傀儡、或いは人形
一つ前の時代を見ていれば、洋館や屋敷に置いて在るのは珍しくもなく、今にしてわたしは、自分と同じ系統のものを見なくなった、と気づいた。
透き通る箱に入れられて飾られていたこともあれば、着飾り見世物として置かれた事もある。

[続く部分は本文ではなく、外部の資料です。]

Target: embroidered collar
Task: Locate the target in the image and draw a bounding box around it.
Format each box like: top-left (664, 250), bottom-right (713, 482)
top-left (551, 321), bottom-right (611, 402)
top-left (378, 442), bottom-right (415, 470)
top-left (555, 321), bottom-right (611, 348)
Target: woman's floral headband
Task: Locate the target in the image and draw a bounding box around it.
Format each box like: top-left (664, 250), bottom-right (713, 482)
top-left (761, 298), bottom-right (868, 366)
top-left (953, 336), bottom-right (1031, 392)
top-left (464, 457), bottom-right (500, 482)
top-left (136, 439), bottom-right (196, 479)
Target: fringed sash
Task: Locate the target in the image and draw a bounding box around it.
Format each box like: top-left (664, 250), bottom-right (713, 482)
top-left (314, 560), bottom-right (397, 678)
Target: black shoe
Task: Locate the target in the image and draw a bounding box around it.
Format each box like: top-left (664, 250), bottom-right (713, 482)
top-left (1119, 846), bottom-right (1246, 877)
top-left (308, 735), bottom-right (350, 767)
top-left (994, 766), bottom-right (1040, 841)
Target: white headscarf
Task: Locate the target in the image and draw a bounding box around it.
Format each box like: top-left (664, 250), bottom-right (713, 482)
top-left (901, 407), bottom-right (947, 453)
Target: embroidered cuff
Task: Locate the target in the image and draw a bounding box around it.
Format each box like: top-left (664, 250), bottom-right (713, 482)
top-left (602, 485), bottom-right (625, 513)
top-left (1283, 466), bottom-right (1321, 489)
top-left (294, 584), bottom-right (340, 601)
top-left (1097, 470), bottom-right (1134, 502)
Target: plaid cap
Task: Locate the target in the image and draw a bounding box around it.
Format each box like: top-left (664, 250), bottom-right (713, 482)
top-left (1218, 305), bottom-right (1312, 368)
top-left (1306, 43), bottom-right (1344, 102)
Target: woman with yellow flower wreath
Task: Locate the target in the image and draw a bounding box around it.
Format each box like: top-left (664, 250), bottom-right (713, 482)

いつしか和服以外も着せられたこともあったか。いや、あれは何かの間違いだったのでしょう、着てからすぐに脱がされたそれを服とは呼べませんから。あれはわたし以外の誰かのものでしたのね。
窓の外を見ることは珍しくもありませんでした。
軒先の風景や行き交う人を見続けるのも苦ではなかったのですよ、なにしろほかに何もしないものでしたから。ええ。とても楽しい思い出なの。
さて、いつからか人が話す言葉を聞いてわかるようになりました。それもまた良いことでした。世間話を主流に、政治、世論やらとタネが尽きませんこと、まこと不思議で仕方ないものでした。
けれど、ね。いつかはおざなりにされたわ。それはそうなの。だってわたしはもう要らないとされたのだからね。でも逆らうことも出て行くことも出来ません。ただじっと待って、またわたしを見る人が現れるのを待つのよ。ええ。・・・楽しくはなかったわ。
けれど、時代が移ったからか、わたし、随分貴重とされたの。嬉しかったわ。見る人の目が昔よりも真剣に、けれど面白がって見る人もいたから、とにかく自由にわたしを見てくれた。あれがきっと、わたしの本懐なんでしょうね。
そして、今はこうして語り草を呟いているの。ええ。二百年は過ぎたようなの。私が目を覚ましてからね。ほら、古い物には魂が宿るのでしょう?
なら、二百年余年を過ごした私が喋れるようになっても、可笑しくはない話よね?
ただ、人形とは、もう呼ばれないのよね。人とは呼べないのでしょうし。傀儡なんて、あら、知らないの?なら忘れて。聞いてもいいことではないのは確かなのだから。うん。わたし、名前が欲しいわ。
人形として、人として、半ばなわたしには呼称なんてないのでしょうけど、どちらにも言えるのは名前があることよ。だからわたし、名前を欲しがるわ。
私だけの、宝物にするから。だからお願い。一緒に考えて欲しいの。わたし、なんて名前なのかしら。
傀儡、或いは人形
最初と最後の言葉遣いが違うのは、時代錯誤のような物です。もっと言葉遣いを練習すべきでした。古風な言い方って難しいです。